Neural Fields#

Coordinate-Based Methods#

Here I talk about what is a field and how does this approach differ from the standard grid-based methods. I’ll try to highlight some of the advantages and disadvantages of using this coordinate-based approach.

Naive Neural Networks#

Standard neural networks don’t do very well with high-frequency signals - which is something that inevitable occurs in certain fields. There are three main remedies that exist in the literature to overcome this problem: 1) High-Frequency-Based Encoders, e.g. Fourier Neural Networks, 2) Modified activation functions, e.g. SIREN, and 3) Multiplicative Filter Networks, e.g. FourierNet, GaborNet. Each have their pros and cons when used and one should choose carefully based on what field they are modeling and properties they wish to have.

Derivative Properties#

Because we are using a coordinate-based method, we can take the derivative with respect to the input coordinates, e.g. space, time. This will affect how we are able to train these methods. It also differs greatly when we look at each of the listed above flavours of NerFs. Again, depending on the field we wish to model, this will be an important factor to consider when choosing a model configuration.

Modulation#

Naive NerFs are kind of closed because they can model a single field based on coordinates and that is it. However, we can generalize their usage by adding modulation. It’s a very similar concept to hypernetworks accept we do a simple affine transformation on the weights instead of directly parameterizing the weights with a neural network. This allows us to condition on external factors which opens up the possibilities.

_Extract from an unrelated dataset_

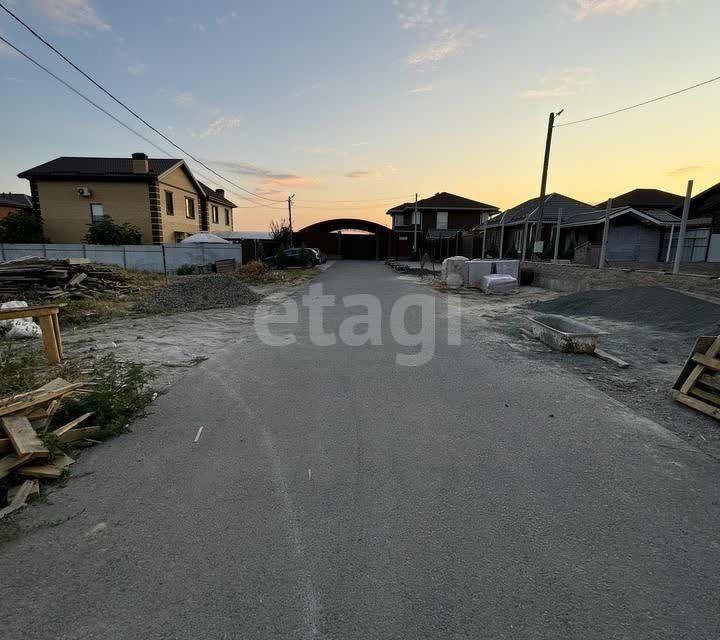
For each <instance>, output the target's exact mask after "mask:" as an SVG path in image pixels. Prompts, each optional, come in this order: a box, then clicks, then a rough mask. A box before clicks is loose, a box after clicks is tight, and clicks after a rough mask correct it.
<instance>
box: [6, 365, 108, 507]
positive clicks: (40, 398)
mask: <svg viewBox="0 0 720 640" xmlns="http://www.w3.org/2000/svg"><path fill="white" fill-rule="evenodd" d="M87 384H88V383H84V382H76V383H69V382H67V381H66V380H63V379H62V378H56V379H55V380H52V381H51V382H49V383H47V384H46V385H43V386H42V387H40V388H38V389H35V390H34V391H29V392H27V393H21V394H17V395H15V396H11V397H9V398H3V399H0V427H1V429H0V479H2V478H5V477H7V476H9V477H10V479H12V478H15V477H20V478H22V477H30V478H60V477H61V476H62V475H63V473H64V472H65V470H66V469H67V467H69V466H70V465H71V464H72V463H73V462H74V460H73V459H72V458H70V457H69V456H67V455H65V454H56V455H54V456H53V455H52V453H51V451H50V449H49V448H48V447H49V446H51V444H52V443H53V442H60V443H64V444H72V446H83V445H84V444H85V443H86V442H87V441H88V440H89V439H91V438H92V436H95V435H97V434H98V432H99V431H100V427H84V428H81V429H76V427H77V425H79V424H80V423H82V422H84V421H85V420H87V419H88V418H89V417H90V416H91V415H92V413H85V414H83V415H81V416H79V417H77V418H75V419H74V420H71V421H70V422H68V423H66V424H64V425H62V426H61V427H58V428H57V429H55V430H54V431H52V432H50V433H49V434H48V436H45V435H44V434H45V433H46V432H47V428H48V426H49V425H50V422H51V421H52V417H53V415H54V413H55V411H56V410H57V408H58V404H59V402H60V400H61V399H62V398H64V397H66V396H68V395H70V394H72V393H77V392H81V391H83V390H84V388H85V386H86V385H87ZM38 428H40V429H41V431H38ZM49 436H52V440H43V438H47V437H49ZM4 482H7V481H4ZM39 492H40V486H39V483H38V480H28V481H25V482H23V483H22V484H20V485H19V486H18V487H10V488H9V489H8V491H7V495H8V499H9V504H8V505H7V506H4V505H2V504H0V518H3V517H4V516H6V515H8V514H9V513H12V512H13V511H16V510H17V509H19V508H21V507H22V506H24V505H25V503H26V501H27V500H28V499H30V498H31V497H36V496H37V495H39Z"/></svg>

Spatial-Temporal Considerations#

Most of the NerF research is centered around spatial fields. However, adding temporal coordinates can cause problems because they are fundamentally different than spatial coordinates. I showcase how one can directly add the temporal coordinate into the scheme. I also demonstrate a better way to do it via positional encodings which allow us to use the modulations mentioned in the previous section.

Conditioning#

We will make use the modulation so that we can condition on external factors. This will help us to utilize external information to help guide the representation. This even offers us an opportunity to incorporate embeddings from grid-based methods, e.g. CNNs and Flow Models (AEs, VAEs, NFs, Diffusion, etc).

PDE Constraints#

Physics-Informed Neural Networks (PINNs) is an entire field in itself. These are algorithms that modify the loss function to comply with PDE constraints. It turns out that the base network used in PINNs is a NerF but the solution they obtain is inevitably better because they constrain it with known physics.

Predictive Uncertainty#

We often don’t actually observe the exact values of the field so we need to account for some of this uncertainty. Here we outline some methods we can utilize to incorporate some of this uncertainty within the observations.

Training Issues#

All of the stuff above offer many methods to improve the theoretical solution we would like to obtain. However, there are many practical aspects we need to incorporate in order to actually obtain said solution. Here, I outline some of the most common ones including 1) learning rate schedulers, 2) batch sizes, 3) fine-tuning, 4) transfer learning, 5) temporal causality, and 6) curriculum learning.